Dalam buku 'Wiji Thukul Teka-teki Orang Hilang' (PT Gramedia, 2013) disebutkan bahwa Thukul mengenyam pendidikan di SMP Negeri 8 Solo dan Sekolah Menengah Karawitan Indonesia (SMKI) Solo.
Sejak SMP, Thukul punya bermacam pekerjaan. Salah satunya menjadi calo karcis di dua bioskop yang kini sudah tak berbekas di kawasan Gladag Solo.
Dalam Seri Buku Tempo Prahara-Prahara Orde Baru itu disebutkan, perkenalan Thukul dengan dunia seni berawal ketika dia hendak mementaskan teater di kapel menjelang Natal. Saat itu Thukul masih sekolah di SMKI. Dia diperkenalkan kepada Cempe Lawu Warta, anggota Bengkel Teater asuhan WS Rendra.
Sejak itu Thukul menjadi anggota Teater Jagat. Dari teater itulah julukan Thukul bermula. Nama aslinya Wiji Widodo. Oleh Lawu, nama Widodo itu diganti Thukul. Jadilah Wiji Thukul atau biji yang tumbuh dalam Bahasa Indonesia. Setelah aktif di teater, Thukul memutuskan berhenti sekolah.
Kepada adiknya, Thukul beralasan berhenti sekolah demi membantu ayahnya mencari uang. Sebab, ayah mereka sebagai penarik becak sudah tua. Dia pun berpesan agar Wahyu yang meneruskan sekolah hingga tamat.
Thukul lalu bekerja sebagai buruh pelitur di sebuah toko mebel dekat Keraton Solo. Namun dia lebih banyak menghabiskan waktunya untuk menulis puisi dan berlatih teater di rumah Lawu.
Berbekal ijazah SMP, Thukul pernah mengikuti program jurusan seni topeng di Akademi Seni Karawitan Indonesia atau ASKI (sekarang ISI Solo), pada 1985. Saat itu ASKI sedang membuat jurusan baru sehingga perekrutan siswanya cukup longgar.

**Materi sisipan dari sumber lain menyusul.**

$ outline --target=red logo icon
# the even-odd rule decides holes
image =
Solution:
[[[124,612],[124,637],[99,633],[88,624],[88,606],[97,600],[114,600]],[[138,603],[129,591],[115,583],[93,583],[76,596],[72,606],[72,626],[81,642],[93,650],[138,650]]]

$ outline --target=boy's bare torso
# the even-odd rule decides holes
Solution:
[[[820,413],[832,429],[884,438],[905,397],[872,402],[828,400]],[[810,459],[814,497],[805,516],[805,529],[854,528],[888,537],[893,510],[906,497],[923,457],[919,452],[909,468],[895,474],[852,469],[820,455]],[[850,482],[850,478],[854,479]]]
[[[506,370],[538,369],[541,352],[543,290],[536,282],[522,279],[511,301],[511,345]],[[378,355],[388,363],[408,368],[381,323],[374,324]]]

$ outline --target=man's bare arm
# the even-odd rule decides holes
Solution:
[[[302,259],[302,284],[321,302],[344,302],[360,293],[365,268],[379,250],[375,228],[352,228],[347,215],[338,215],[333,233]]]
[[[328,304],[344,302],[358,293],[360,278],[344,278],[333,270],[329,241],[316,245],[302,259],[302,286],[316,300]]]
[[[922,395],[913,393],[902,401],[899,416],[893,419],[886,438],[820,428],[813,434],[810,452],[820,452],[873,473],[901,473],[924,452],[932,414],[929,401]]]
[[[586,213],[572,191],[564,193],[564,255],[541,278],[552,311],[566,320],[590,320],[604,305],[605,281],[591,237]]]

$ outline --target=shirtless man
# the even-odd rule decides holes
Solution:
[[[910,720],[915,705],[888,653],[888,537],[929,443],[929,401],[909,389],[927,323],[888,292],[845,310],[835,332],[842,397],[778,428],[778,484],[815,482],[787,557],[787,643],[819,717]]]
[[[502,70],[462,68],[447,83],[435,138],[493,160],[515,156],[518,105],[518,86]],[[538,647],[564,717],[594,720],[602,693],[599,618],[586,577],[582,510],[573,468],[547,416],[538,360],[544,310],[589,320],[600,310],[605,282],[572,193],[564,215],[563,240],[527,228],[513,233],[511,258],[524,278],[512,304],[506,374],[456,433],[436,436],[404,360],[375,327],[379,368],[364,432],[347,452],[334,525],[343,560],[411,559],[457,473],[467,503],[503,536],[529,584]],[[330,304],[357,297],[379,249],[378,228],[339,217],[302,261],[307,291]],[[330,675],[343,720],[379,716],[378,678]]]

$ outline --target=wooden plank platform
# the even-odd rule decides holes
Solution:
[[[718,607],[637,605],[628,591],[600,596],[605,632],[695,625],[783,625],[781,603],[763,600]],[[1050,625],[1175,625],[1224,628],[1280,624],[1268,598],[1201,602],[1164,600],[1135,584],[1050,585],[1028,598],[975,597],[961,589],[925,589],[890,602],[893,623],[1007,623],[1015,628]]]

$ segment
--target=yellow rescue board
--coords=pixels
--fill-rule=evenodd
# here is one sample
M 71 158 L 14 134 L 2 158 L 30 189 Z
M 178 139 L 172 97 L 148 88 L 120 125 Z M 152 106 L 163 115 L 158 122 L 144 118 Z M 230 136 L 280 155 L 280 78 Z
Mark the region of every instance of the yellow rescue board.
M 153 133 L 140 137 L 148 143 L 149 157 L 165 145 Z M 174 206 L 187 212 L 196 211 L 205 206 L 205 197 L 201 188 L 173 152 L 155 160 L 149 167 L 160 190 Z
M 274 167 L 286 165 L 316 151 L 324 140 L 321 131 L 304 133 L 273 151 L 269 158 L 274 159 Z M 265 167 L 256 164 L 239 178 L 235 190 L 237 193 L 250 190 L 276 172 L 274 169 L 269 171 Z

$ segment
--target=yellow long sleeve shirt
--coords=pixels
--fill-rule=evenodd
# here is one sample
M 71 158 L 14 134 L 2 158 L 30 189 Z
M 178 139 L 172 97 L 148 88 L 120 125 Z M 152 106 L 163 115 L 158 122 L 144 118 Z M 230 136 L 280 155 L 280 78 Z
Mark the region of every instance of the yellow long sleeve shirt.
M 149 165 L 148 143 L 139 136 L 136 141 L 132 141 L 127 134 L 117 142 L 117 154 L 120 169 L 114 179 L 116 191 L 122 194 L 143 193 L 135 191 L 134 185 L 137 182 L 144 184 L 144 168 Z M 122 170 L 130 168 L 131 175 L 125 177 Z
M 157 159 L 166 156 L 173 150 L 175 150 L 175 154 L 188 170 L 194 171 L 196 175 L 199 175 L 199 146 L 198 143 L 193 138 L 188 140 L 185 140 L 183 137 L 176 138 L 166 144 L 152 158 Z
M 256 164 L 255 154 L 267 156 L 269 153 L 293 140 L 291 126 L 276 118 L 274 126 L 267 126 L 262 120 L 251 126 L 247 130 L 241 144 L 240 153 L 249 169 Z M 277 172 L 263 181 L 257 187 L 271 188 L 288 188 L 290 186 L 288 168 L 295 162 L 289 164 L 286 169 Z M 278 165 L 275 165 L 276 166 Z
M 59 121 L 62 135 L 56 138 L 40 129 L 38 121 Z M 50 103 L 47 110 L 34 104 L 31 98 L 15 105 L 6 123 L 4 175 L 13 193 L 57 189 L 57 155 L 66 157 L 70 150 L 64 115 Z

Kesibukannya belajar teori dan praktik seputar topeng tak melenyapkan semangat Thukul untuk terus menulis. Dia juga bekerja sampingan sebagai pengasong koran. Dari koran dagangannya itulah Thukul tahu alamat redaksi untuk mengirimkan puisi-puisinya.
Melihat bakat Thukul, Thukul pernah direkrut menjadi contributor di koran Masakini. Hanya betah setengah tahun di koran itu, Thukul lalu pindah ke majalah Adil, sebelum akhirnya total terjun ke pergerakan politik yang memperjuangkan hak-hak buruh.
Setelah menikah dan dikaruniai dua anak, Thukul yang bergabung dengan Partai Rakyat Demokratik (PRD) mulai diburu aparat sejak Agustus 1996. Sebab PRD saat itu dituding terlibat dalam penyerangan markas PDI di Jakarta Pusat, kini dikenal dengan peristiwa 27 Juli.
Hingga kini keberadaan Wiji Thukul masih misterius. Adapun istrinya, Siti Dyah Sujirah yang akrab disapa Mbak Pon atau Sipon, meninggal dunia setelah terkena serangan jantung, Kamis (5/1/2023).
Mbak Pon meninggalkan dua anak, yaitu Fitri Nganthi Wani dan Fajar Merah. Darah seni juga mengalir pada keduanya. Seperti diketahui, Fitri telah meluncurkan beberapa buku puisi karyanya. Sebagian bukunya telah dicetak ulang beberapa kali.
Sedangkan Fajar Merah memilih jalur musik. Dia telah meluncurkan beberapa album musik. Kini Fajar memilih berkarier solo setelah memutuskan rehat dari band Merah Bercerita.